Au cours de l'année qui vient de se clôturer, le FORSC indique que plusieurs écoliers et élèves ont abandonné le chemin de l'école pour plusieurs raisons liées à la crise que traverse le pays depuis avril 2015. 

 

Ainsi, la Province de Rutana a enregistré 9.250 abandons scolaires au cours des deux derniers trimestres. La province de Bujumbura a connu 2.302 abandons scolaires dont 1.049 filles et 1.253 garçons pendant la même période. En province de Muramvya, le rapport du FORSC note que 676 enfants dont 321 garçons et 355 filles sont concernés par ces abandons.

 

Après enquête, le FORSC rapporte que les raisons de ces abandons sont entre autre la pauvreté des parents ne pouvant plus payer leurs dépenses dont le remboursement des dettes qui s’accumulent ; les violences sexuelles dont les jeunes filles sont victimes et sans protection ; le manque de motivation devant une situation grave de chômage vécue par leurs ainés qui ont achevé leurs études, ainsi que le recrutement des jeunes dans la milice Imbonerakure du parti présidenteiel.

 

Selon toujours le rapport du FORSC, des cas d’arrestations de certains enseignants, parfois en pleine séance de cours, démotive et fait peur aux enfants. 

 

Un autre constat de l’organisation, ce sont les irrégularités qui ont marqué le concours national. Les élèves ayant échoué à l'édition précédente bénéficient du droit de refaire le teste l'année suivante, mais cela n'a pas été le cas cette année dans plusieurs provinces du pays.
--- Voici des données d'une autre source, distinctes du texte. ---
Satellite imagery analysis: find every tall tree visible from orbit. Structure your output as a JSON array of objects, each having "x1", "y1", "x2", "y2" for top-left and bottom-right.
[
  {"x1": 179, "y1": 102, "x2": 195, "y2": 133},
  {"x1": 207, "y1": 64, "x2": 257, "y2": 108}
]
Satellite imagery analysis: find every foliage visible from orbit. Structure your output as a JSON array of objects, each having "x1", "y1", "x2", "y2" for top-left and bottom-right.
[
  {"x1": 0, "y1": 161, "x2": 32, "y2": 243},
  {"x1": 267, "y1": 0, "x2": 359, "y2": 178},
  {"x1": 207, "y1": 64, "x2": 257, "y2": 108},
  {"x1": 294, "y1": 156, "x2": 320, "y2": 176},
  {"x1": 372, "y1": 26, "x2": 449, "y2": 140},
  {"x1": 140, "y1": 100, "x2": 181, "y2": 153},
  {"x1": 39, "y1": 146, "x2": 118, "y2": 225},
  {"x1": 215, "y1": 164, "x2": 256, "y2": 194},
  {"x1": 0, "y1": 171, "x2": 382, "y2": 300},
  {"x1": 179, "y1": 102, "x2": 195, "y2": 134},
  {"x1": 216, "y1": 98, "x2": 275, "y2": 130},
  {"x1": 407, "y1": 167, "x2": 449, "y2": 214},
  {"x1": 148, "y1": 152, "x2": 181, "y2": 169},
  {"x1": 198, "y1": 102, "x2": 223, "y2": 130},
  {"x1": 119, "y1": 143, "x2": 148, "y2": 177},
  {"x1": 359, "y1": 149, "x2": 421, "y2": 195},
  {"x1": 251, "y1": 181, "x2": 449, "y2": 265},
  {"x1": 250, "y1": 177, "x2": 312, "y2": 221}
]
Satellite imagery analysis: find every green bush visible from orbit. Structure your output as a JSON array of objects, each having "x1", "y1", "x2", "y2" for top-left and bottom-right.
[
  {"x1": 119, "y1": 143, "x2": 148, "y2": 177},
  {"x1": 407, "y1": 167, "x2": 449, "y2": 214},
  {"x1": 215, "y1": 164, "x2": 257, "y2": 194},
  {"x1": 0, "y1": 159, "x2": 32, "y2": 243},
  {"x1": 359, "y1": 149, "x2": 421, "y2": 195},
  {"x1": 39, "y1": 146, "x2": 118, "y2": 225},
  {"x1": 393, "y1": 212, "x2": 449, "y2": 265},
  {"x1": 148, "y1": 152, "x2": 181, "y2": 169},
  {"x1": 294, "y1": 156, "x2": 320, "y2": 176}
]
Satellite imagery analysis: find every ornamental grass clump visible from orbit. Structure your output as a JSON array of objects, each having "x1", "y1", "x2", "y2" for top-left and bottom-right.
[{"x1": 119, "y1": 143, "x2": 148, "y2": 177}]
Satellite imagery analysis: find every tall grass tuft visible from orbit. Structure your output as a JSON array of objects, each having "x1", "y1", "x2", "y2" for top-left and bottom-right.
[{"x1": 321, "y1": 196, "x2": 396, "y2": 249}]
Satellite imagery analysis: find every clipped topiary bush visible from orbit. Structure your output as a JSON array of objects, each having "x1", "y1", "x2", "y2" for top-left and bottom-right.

Selon les enquêtes du FORSC, les directeurs des établissements n'ont pas transmis de liste des élèves autodidactes, par peur de « baisser le niveau de réussite » de leurs élèves. 

 

Le ministère de l'enseignement prévoit en effet des sanctions de suspension des directeurs dont les établissements n’atteignent pas une moyenne de 30% et plus dans les tests nationaux.